When is it okay to use measure type: number? (ERROR: Column must appear in the GROUP BY clause or be used in an aggregate function)

low_priority
done
reply
(Nicole Beyer) #1

Measures of type: number are meant to be used to perform simple transformations on other measures. If you use a measure of type: number without aggregating any data Looker will throw errors, or worse, fail to throw errors but return bad data.

If Looker does throw an error it will probably be of the form:
A field must appear in the group by clause or be used in an aggregate function.

For example, say we defined some dimensions and measures in the following manner:

dimension: taxi_out_time {
  type: number
  sql: ${TABLE}.taxi_out ;;
}

dimension: taxi_in_time {
  type: number
  sql: ${TABLE}.taxi_in ;;
}

measure: type_number_to_break  {
  # bad measure!
  type: number
  sql: ${taxi_out_time} - ${taxi_in_time} ;;
}

Looker will throw the following error if we attempt to create an query that includes taxi_in_time and our bad measure type_number_to_break:

This error occurs because of the way dimensions and measures map to columns in SQL. A Looker dimension tells SQL that this column should appear in the GROUP BY clause, whereas a measure is meant to be aggregate and thus should not appear in the GROUP BY clause.

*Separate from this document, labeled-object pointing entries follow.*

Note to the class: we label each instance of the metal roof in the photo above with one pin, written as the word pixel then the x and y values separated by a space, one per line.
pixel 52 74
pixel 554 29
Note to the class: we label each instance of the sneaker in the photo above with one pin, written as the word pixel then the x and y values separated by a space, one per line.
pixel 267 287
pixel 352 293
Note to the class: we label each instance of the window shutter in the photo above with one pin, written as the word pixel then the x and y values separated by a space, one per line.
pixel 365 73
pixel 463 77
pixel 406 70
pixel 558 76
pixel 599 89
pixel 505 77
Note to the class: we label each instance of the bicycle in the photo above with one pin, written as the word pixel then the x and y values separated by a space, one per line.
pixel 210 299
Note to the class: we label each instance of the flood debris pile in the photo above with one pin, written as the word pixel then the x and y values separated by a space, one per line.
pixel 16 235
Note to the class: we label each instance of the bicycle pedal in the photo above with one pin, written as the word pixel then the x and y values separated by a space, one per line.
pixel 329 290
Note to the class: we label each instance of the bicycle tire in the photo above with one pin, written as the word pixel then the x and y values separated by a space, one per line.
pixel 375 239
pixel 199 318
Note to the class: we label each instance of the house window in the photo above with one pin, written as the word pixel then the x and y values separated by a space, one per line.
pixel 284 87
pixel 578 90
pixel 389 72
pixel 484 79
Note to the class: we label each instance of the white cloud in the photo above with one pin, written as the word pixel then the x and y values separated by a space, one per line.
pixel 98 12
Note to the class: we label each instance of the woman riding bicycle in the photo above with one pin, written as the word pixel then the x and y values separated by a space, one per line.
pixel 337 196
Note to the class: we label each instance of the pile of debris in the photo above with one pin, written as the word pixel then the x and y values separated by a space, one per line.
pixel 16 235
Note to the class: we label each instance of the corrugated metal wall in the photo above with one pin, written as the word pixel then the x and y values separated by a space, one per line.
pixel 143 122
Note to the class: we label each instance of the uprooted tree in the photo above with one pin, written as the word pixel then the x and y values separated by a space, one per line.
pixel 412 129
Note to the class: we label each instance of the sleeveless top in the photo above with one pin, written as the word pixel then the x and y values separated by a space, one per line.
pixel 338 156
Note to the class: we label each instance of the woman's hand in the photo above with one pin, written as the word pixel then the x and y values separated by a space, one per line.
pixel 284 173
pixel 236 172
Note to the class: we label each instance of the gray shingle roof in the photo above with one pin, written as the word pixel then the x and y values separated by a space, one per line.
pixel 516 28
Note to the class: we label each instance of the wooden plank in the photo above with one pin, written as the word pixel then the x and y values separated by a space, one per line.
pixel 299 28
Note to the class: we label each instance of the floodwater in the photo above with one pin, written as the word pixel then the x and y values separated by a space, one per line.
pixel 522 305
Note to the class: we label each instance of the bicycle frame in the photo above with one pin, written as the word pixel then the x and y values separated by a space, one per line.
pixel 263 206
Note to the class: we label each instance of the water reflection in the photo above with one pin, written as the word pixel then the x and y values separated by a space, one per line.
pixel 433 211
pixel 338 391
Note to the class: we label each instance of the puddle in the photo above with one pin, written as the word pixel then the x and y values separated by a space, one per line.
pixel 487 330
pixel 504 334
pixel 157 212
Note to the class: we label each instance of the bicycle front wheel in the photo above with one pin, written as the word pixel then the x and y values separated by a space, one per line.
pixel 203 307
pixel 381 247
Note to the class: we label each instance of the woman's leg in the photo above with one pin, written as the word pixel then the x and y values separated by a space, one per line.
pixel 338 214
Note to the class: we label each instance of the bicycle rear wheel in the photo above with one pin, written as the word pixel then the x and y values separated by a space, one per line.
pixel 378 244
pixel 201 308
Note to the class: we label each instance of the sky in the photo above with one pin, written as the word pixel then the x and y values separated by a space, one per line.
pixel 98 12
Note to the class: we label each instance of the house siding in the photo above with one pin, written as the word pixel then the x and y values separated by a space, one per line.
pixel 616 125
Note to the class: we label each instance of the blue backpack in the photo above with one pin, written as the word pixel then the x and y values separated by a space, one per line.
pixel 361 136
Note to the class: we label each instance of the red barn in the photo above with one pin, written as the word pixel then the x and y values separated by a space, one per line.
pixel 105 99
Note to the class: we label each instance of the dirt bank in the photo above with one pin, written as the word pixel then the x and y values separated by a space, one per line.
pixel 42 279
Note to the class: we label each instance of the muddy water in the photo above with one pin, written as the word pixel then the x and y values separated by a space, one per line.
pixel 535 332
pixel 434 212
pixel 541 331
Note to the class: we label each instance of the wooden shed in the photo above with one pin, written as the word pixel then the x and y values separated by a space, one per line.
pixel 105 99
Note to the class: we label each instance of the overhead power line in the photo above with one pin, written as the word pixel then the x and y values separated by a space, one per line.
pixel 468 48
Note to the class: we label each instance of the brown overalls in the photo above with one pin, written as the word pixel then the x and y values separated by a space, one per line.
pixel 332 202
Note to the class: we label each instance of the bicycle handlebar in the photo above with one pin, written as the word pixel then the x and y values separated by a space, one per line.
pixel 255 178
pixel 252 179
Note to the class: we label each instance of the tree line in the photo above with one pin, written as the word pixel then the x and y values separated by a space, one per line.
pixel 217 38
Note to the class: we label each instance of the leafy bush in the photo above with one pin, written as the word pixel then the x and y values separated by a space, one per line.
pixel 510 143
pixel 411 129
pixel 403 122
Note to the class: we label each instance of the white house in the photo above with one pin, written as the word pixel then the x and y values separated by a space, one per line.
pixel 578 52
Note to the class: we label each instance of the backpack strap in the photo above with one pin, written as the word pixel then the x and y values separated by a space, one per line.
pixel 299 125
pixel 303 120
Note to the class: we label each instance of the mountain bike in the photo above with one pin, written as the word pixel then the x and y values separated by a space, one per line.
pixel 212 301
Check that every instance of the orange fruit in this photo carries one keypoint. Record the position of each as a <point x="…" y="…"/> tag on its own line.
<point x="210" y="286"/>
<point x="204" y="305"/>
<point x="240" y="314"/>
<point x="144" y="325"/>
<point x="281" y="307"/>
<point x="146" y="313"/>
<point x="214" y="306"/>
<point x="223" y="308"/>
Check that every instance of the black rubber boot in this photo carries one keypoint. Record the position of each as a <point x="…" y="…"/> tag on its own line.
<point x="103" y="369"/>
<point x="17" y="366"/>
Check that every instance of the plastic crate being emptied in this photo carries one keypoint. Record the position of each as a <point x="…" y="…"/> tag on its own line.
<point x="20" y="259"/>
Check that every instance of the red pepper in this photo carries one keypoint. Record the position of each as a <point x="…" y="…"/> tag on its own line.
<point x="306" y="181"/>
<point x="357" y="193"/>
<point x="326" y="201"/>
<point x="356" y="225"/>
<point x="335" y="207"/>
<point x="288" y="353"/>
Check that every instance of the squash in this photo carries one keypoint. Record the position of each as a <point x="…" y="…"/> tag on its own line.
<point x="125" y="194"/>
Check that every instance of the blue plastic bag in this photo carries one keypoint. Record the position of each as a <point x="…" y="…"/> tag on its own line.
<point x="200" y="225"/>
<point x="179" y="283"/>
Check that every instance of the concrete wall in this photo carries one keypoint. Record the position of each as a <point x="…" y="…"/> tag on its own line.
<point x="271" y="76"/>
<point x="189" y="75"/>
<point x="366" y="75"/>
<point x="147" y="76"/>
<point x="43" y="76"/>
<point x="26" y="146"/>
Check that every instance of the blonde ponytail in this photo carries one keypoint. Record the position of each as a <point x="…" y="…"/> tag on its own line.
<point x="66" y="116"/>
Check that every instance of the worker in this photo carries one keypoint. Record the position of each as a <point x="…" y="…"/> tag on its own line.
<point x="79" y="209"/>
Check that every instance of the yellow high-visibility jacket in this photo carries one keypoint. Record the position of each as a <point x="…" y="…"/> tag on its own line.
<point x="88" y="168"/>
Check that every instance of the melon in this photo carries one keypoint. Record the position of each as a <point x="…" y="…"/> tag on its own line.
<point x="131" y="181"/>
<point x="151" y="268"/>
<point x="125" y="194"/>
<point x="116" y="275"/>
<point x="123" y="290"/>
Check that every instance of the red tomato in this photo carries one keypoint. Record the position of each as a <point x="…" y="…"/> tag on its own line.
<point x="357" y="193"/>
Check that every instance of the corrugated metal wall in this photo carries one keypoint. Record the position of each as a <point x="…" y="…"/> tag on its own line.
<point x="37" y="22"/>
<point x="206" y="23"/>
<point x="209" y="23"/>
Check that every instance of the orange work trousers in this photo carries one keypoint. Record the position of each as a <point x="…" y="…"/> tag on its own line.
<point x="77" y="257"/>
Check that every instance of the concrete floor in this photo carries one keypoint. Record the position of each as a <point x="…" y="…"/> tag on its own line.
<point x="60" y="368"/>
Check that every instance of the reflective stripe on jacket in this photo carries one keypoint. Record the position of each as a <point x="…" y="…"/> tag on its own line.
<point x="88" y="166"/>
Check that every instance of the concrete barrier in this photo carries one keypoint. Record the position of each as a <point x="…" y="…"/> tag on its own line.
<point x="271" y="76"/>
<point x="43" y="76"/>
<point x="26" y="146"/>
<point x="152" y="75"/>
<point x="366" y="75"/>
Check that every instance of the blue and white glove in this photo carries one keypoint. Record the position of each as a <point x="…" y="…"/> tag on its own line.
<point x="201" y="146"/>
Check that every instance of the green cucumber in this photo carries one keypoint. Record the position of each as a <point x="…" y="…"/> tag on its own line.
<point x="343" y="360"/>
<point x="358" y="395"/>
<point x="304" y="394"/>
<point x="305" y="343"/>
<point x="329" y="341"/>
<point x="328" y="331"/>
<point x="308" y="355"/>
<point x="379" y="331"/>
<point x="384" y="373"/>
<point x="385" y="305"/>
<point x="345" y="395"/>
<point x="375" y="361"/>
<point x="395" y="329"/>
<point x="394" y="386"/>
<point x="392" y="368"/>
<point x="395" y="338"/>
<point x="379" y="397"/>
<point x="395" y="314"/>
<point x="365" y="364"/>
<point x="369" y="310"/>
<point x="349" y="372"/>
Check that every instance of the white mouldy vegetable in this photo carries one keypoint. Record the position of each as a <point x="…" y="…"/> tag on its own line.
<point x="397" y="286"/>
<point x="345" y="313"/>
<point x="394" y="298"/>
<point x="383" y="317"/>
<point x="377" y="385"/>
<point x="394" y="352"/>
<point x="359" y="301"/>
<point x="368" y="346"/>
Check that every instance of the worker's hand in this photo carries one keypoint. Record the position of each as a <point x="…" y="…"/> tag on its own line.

So, when we declare a measure type: number without actually performing an aggregation, SQL excludes this column from the GROUP BY clause when it in fact should be in the GROUP BY clause

A Dangerous Edgecase

We note that Looker will not always throw an error. For example, if we run a query with all three of the fields we defined above Looker will not throw an error because we happened to include both dimensions that the bad measure is based on, thus everything is included in the GROUP BY clause. However, we note that the data is still not being aggregated, possibly leading to inaccurate data.

3 Likes

(sam) #2

Measures should always perform aggregations. Given that, you’ll want to solve this error by either:

  1. Using a dimension instead of a measure. This would work in the example above, where the two inputs are just dimensions.
  2. Turn the dimensions into measures before using a measure of type number. You can do this with a dummy measure of type max, for example.
1 Like

(sam) #3

Another Dangerous Edge Case: MySQL

MySQL won’t throw an error like this, and will allow arithmetic between aggregates and non-aggregates. However, this behavior should still be avoided.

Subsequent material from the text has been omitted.